- also known as: A Daring Daylight Robbery
- Directed by: Frank Mottershaw
- Produced by: Frank Mottershaw
- Production company: Sheffield Photo Company
- Distributed by: American Mutoscope and Biograph Co. (U.S.) Kleine Optical Co. (U.S.) Edison Mfg. Co. (U.S.)
- Release date: 1903;
- Country: United Kingdom
- Language: Silent

= A Daring Daylight Burglary =

1903 British film by Frank Mottershaw

A Daring Daylight Burglary (also known as A Daring Daylight Robbery) is a 1903 British short silent film directed by Frank Mottershaw. The film was produced by the Sheffield Photo Company, and features members from the Sheffield Fire Brigade as part of the cast. Mottershaw also employed actors from local music halls and paid them ten shillings for a day's work.

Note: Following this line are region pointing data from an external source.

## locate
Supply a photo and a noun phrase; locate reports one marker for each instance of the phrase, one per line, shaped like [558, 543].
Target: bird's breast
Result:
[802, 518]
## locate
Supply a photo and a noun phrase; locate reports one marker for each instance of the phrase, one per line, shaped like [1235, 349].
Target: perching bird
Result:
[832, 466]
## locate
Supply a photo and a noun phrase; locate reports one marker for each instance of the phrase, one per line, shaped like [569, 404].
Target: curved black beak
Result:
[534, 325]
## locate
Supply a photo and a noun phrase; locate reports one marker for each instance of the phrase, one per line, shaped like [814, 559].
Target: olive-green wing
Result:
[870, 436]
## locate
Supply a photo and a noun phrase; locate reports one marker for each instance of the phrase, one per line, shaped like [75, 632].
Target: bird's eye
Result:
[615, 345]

Techniques used in Edwin S. Porter's The Great Train Robbery (considered to be the first American-made Western film), released later the same year, were inspired by those used in Mottershaw's film.

==Synopsis==
A burglar breaks into a country house after scaling the garden wall. He is spotted by a boy who runs to alert the police. Two policemen arrive and climb the wall. After a struggle with one of the policemen, the burglar throws him off the roof. An ambulance arrives and takes away the injured policeman. Meanwhile, the burglar escapes and is chased by the other policeman across the countryside, but escapes on a train. The police wire ahead and catch him at the next station.